Franchise Disclosure Document Item 10 Nuances

Under the FTC Rule, franchisors may disclose installment payment terms either in Item 5 or in Item 10 of the FDD. It is important to note that the franchisor’s disclosure of the material terms and conditions of offered financing arrangements in Item 10 does not prevent the franchisor and franchisee from negotiating different terms and conditions after the disclosure.

However, because such changes in financing terms or conditions are presumptively material to the franchisee’s purchasing decision, if franchisor unilaterally changes the terms or conditions to a particular financing arrangement offered, a prospective franchisee has seven calendar days to review those changes.

Additional NASAA Requirements

In 2008, the North American Securities Administrators Association (NASAA) adopted the disclosure requirements of the FTC Rule, and added some additional requirements to form its Franchise Registration and Disclosure Guidelines. The Guidelines serve as a model for states with a specific franchise registration and disclosure law.

The commentary to the Guidelines provides that, although not specifically excluded by Item 10, payments due from a franchisee to a franchisor within 90 days on an open account financing arrangement do not need to be disclosed under Item 10.

Regarding the requirement that a franchisor attach as an exhibit to Item 22, samples of financing contracts that a franchisee may sign, if there are variations in any collateral contracts, a franchisor need not attach all the varying collateral contracts as exhibits under Item 22 of the FDD. NASAA has explicitly recognized that, in some cases, attaching every variation of a collateral financing contract that a franchisee must sign as part of a franchise purchase may unduly clutter the FDD, and ultimately discourage its review by prospective franchisees. The Guidelines provide that if there are variations in a particular type of collateral contract, such as loan agreements that vary state by state, a franchisor need only attach a sample document of the financing contract as an exhibit to Item 22 of the FDD. To the extent there are any material differences in the contracts, the franchisor should disclose those differences under Item 10 or in state specific addenda.

Tips for Drafting Item 10

It is best practice to disclose the necessary information under Item 10 in a way that is clear and digestible to a prospective franchisee.
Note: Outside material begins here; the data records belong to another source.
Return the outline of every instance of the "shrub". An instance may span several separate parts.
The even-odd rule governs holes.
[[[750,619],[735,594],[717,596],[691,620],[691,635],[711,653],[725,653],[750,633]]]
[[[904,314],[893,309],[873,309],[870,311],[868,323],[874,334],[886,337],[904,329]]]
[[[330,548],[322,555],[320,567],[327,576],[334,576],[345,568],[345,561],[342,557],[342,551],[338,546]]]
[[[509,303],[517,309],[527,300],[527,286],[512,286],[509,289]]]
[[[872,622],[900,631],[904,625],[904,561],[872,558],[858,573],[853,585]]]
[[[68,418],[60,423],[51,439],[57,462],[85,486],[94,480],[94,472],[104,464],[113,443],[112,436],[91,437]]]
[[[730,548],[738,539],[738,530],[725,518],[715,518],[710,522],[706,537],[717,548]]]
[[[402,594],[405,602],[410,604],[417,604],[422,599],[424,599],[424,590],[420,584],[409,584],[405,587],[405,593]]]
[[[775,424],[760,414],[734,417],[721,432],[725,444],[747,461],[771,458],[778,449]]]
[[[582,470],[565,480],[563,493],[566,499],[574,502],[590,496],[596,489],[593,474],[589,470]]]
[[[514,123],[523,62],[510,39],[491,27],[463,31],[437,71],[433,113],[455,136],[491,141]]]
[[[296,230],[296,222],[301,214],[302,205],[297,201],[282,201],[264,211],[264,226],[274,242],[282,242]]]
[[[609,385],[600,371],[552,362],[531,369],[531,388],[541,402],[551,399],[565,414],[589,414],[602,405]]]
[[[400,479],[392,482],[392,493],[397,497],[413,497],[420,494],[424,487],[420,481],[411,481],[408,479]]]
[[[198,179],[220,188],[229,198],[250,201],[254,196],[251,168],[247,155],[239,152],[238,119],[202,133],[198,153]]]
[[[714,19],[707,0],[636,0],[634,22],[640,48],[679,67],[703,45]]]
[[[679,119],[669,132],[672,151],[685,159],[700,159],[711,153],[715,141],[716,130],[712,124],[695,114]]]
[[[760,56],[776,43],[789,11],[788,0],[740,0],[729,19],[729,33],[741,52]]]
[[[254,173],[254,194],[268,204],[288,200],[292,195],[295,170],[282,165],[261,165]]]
Item 10 affords franchisors a substantial amount of flexibility how they wish to present the required information.  While franchisors are permitted to disclose the information in another format, clarity in Item 10 is best accomplished by stating the material terms and conditions of the financing arrangements in a tabular format, with footnotes, as necessary, for further explanation. Careful attention must be given to ensure that all required information is disclosed and that, if a table is used for the disclosures, notes are used to explain the information disclosed.

It is worth noting that, while the interest rate disclosures are modeled on the disclosures lenders make under the Federal Reserve’s Truth in Lending and Consumer Leasing regulations for consumer credit, these regulations generally do not apply directly to lease and financing transactions undertaken in connection with the purchase of a franchise. However, it is prudent for franchisors to look into the substance of these for guidance in preparing their Item 10 interest rate disclosures.

Additionally, if a franchisor is on the SBA Registry, some practitioners may include a statement similar to the following in the FDD: “We are listed on the SBA’s Franchise Registry Program.” Although this information can be useful to a prospective franchisee and helpful as a sales tool to the franchisor, it is not a required disclosure. Some state examiners may require the franchisor to remove such a statement because it is not technically required. To avoid the possible ramifications for non-compliance under Item 10 of the franchise disclosure document, and to ensure that the information is presented appropriately and accurately, it is best practice to consult with a seasoned franchise attorney before drafting any Item of the FDD.